2 days ago we had a confirmed (by CT) case of mastoiditis!! This may not seem overly exciting to some folks, but really, it is quite a cool and rare thing to see in North America. Mostly because it is a complication that can arise from an untreated inner ear infection (which almost never happens because ear infections--often viral and self-limiting--are usually overtreated with antibiotics). It was in a patient who had had ear pain for several days following a dive, but had left it until he became unable to sleep due to the discomfort. He presented to the ED with abd pain and dizziness but as he was checking in also mentioned his ear ache.

Vital signs were unremarkable, pt was a fit, middle aged man.

We had a brand new doc on, doing her first locum in an ER so we were all just getting acquainted. When she came out of the room and asked the radiology tech to be called in to conduct a CT of the head we all looked at her like she had two of them. The charge nurse was clarifying,

'For an abd pain?'

'I think he's got a mastoiditis.'

Ohh kaaayyy.

Naturally I went in to take a look, because I am nosey. And I wanted to see why she was suspicious. It is a bit of a zebra diagnosis for an ear ache.

He was exquisitely tender even as I gently pulled his ear up to look in with the scope. I saw a very boggy, swollen, angry looking tympanic membrane with some bloody drainage in the canal. Ohhhh. It looked ugly. And I have seen MANY nasty ears in my time on Baffin Island (hence the colloquial term 'Baffin Ear'). He had only mild post auricular edema and no remarkable adenitis. So we had been a bit skeptical to call in the tech as well as waking up the radiologist who is on call EVERY night and never gets a day off. But sure enough, the CT showed (not the actual CT below but one stellar comparison) the fluid filled area where air ought to be---note the right sided mastoiditis on example below.

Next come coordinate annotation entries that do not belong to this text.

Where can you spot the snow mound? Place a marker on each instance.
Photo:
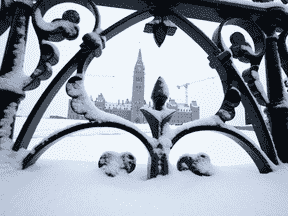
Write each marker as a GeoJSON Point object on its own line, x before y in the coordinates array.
{"type": "Point", "coordinates": [113, 163]}
{"type": "Point", "coordinates": [199, 164]}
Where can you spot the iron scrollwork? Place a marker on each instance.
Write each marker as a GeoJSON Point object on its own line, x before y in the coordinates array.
{"type": "Point", "coordinates": [164, 138]}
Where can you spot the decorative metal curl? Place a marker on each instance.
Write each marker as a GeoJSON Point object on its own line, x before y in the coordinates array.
{"type": "Point", "coordinates": [230, 76]}
{"type": "Point", "coordinates": [214, 123]}
{"type": "Point", "coordinates": [240, 48]}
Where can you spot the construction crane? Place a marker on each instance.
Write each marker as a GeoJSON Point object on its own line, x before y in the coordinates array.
{"type": "Point", "coordinates": [187, 84]}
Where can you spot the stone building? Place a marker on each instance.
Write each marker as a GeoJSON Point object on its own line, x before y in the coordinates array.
{"type": "Point", "coordinates": [130, 110]}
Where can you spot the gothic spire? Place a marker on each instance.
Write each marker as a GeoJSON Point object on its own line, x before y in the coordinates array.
{"type": "Point", "coordinates": [139, 61]}
{"type": "Point", "coordinates": [139, 56]}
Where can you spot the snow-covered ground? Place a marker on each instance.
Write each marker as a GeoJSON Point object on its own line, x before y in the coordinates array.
{"type": "Point", "coordinates": [66, 179]}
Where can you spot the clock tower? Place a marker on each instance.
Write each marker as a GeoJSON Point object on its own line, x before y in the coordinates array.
{"type": "Point", "coordinates": [138, 91]}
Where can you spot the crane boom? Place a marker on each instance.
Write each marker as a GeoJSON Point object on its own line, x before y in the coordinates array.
{"type": "Point", "coordinates": [186, 87]}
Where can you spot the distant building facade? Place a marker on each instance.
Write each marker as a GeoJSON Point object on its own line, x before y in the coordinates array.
{"type": "Point", "coordinates": [130, 110]}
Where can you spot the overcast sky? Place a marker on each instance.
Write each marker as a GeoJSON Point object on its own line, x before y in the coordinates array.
{"type": "Point", "coordinates": [179, 60]}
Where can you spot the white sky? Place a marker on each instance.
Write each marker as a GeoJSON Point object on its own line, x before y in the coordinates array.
{"type": "Point", "coordinates": [179, 60]}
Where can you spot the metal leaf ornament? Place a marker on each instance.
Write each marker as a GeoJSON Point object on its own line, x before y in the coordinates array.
{"type": "Point", "coordinates": [159, 33]}
{"type": "Point", "coordinates": [160, 27]}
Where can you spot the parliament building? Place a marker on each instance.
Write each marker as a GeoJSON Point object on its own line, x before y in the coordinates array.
{"type": "Point", "coordinates": [130, 110]}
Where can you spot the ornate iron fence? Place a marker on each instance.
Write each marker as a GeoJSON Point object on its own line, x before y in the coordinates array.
{"type": "Point", "coordinates": [261, 22]}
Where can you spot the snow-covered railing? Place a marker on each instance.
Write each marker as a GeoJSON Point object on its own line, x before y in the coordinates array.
{"type": "Point", "coordinates": [166, 20]}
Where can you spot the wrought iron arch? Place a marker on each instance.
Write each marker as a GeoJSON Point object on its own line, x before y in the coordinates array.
{"type": "Point", "coordinates": [92, 47]}
{"type": "Point", "coordinates": [221, 61]}
{"type": "Point", "coordinates": [82, 55]}
{"type": "Point", "coordinates": [37, 151]}
{"type": "Point", "coordinates": [263, 163]}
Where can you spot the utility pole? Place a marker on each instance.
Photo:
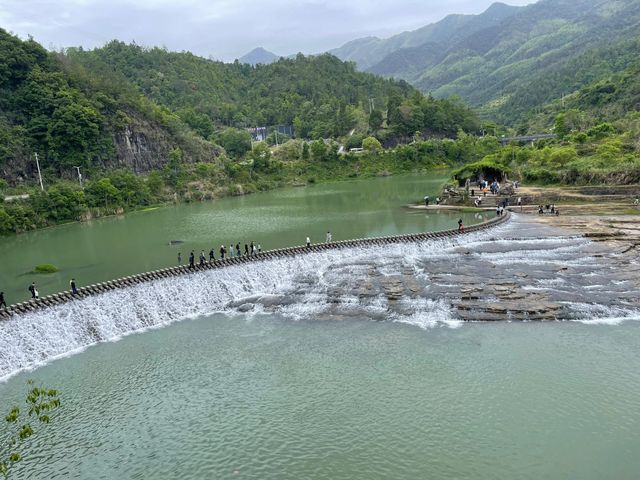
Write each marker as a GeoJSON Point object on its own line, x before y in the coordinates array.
{"type": "Point", "coordinates": [39, 174]}
{"type": "Point", "coordinates": [79, 176]}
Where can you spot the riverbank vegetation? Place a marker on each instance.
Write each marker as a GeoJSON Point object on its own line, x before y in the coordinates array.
{"type": "Point", "coordinates": [262, 168]}
{"type": "Point", "coordinates": [41, 403]}
{"type": "Point", "coordinates": [147, 127]}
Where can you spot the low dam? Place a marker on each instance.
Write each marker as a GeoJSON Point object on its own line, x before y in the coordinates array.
{"type": "Point", "coordinates": [99, 288]}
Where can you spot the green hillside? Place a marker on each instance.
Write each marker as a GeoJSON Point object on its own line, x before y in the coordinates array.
{"type": "Point", "coordinates": [510, 60]}
{"type": "Point", "coordinates": [148, 126]}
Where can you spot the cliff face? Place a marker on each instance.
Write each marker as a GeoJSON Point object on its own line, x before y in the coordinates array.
{"type": "Point", "coordinates": [143, 146]}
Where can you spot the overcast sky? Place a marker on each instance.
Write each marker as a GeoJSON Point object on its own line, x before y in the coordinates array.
{"type": "Point", "coordinates": [224, 29]}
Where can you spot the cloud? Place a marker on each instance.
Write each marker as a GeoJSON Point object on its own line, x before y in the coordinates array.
{"type": "Point", "coordinates": [223, 29]}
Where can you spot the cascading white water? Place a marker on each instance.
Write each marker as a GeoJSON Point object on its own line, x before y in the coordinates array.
{"type": "Point", "coordinates": [407, 283]}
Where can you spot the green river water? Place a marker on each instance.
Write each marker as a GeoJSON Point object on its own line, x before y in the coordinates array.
{"type": "Point", "coordinates": [113, 247]}
{"type": "Point", "coordinates": [299, 394]}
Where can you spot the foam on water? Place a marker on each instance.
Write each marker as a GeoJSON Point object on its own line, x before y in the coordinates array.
{"type": "Point", "coordinates": [316, 286]}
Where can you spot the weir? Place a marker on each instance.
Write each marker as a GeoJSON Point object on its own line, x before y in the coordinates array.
{"type": "Point", "coordinates": [124, 282]}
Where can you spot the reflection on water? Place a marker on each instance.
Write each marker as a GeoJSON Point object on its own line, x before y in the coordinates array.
{"type": "Point", "coordinates": [113, 247]}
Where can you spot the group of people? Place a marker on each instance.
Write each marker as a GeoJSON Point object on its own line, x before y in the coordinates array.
{"type": "Point", "coordinates": [548, 209]}
{"type": "Point", "coordinates": [250, 249]}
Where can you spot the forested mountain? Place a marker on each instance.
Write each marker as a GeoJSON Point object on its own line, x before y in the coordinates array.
{"type": "Point", "coordinates": [320, 96]}
{"type": "Point", "coordinates": [614, 99]}
{"type": "Point", "coordinates": [127, 106]}
{"type": "Point", "coordinates": [259, 56]}
{"type": "Point", "coordinates": [369, 52]}
{"type": "Point", "coordinates": [510, 60]}
{"type": "Point", "coordinates": [74, 118]}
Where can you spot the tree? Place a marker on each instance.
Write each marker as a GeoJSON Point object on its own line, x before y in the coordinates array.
{"type": "Point", "coordinates": [103, 190]}
{"type": "Point", "coordinates": [371, 144]}
{"type": "Point", "coordinates": [261, 155]}
{"type": "Point", "coordinates": [236, 142]}
{"type": "Point", "coordinates": [318, 150]}
{"type": "Point", "coordinates": [375, 120]}
{"type": "Point", "coordinates": [41, 402]}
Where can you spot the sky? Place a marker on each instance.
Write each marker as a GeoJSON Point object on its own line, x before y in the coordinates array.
{"type": "Point", "coordinates": [224, 29]}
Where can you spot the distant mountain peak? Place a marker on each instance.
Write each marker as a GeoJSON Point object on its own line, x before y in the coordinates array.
{"type": "Point", "coordinates": [259, 56]}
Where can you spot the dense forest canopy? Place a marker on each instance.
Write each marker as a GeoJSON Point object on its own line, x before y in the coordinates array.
{"type": "Point", "coordinates": [128, 106]}
{"type": "Point", "coordinates": [320, 96]}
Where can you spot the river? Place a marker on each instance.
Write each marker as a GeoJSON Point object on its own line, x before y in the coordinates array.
{"type": "Point", "coordinates": [113, 247]}
{"type": "Point", "coordinates": [350, 364]}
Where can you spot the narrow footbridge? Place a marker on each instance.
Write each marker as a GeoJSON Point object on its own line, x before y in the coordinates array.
{"type": "Point", "coordinates": [528, 138]}
{"type": "Point", "coordinates": [124, 282]}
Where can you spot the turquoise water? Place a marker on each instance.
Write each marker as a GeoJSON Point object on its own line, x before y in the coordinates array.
{"type": "Point", "coordinates": [262, 397]}
{"type": "Point", "coordinates": [329, 375]}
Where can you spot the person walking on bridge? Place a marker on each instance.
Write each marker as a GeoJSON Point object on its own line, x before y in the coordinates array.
{"type": "Point", "coordinates": [72, 284]}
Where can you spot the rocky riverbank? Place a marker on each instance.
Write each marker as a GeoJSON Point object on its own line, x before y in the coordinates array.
{"type": "Point", "coordinates": [532, 269]}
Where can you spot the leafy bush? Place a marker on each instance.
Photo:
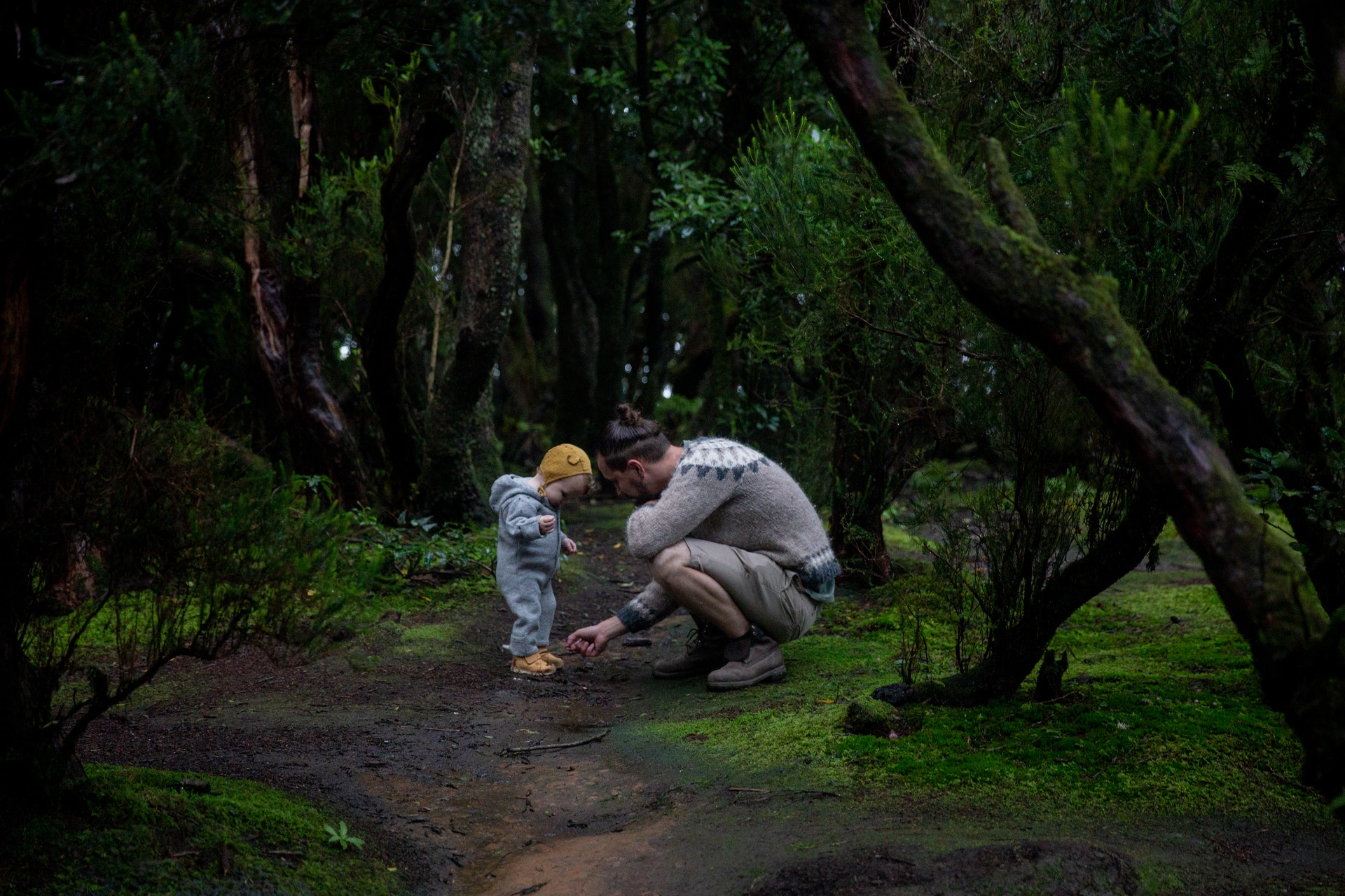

His looked exactly the same.

So he was admitted, ENT consulted for the morning, started on IV antibiotics and analgesics. We all complimented the doc on her good catch. Many would have sent him packing with an amoxil script. She said the main thing that caused her to suspect the diagnosis was the level of pain that this guy who 'didn't seem like the type to complain' was expressing.

Cool part one.

The second cool thing that happened was I got to give my first cortisone injection! It was a combo of cortisone and marcaine (the marcaine is a longer acting anesthetic--what your dentist uses to 'freeze' your mouth). It was on this guy who was complaining of severe, chronic shoulder pain. He was a very tall bodybuilder and had massive shoulders, covered in tatoos. This made the bony landmarking somewhat of a challenge but apparently I did a bang up job because he said he never even felt the injection. About 15 minutes later he walked out of his cubicle, came up to me and said 'my shoulder has NEVER felt this good, I cannot remember a time when I didn't have pain!'

Ahh, that was just the marcaine talking. But I took the compliment nonetheless. He then asked if I'd do his other shoulder while he was in the department! It was great. I was happy to have the doc talk me through it and glad that the outcome was a positive one (and that I didn't rupture his tendon or something!!!)

All in all, it's been a good week.


Keet said...

Okay, just to clarify, you injected marcaine and cortisone into his shoulder capsule? Like as a treatment for arthritis related inflammation or something?
That is awesome, and would have freaked me out completely. As in, i want to do it under a general and with xray/CT guidance. Good for you!

Albinoblackbear said...

Yeah! Into the bursa. Dude, if you were under general you probably wouldn't do a very good job! hahah :P

Thanks. I was pretty stoked.

I was telling RAH stories the other day and wishing you were there to do some interpretative moves to represent the events.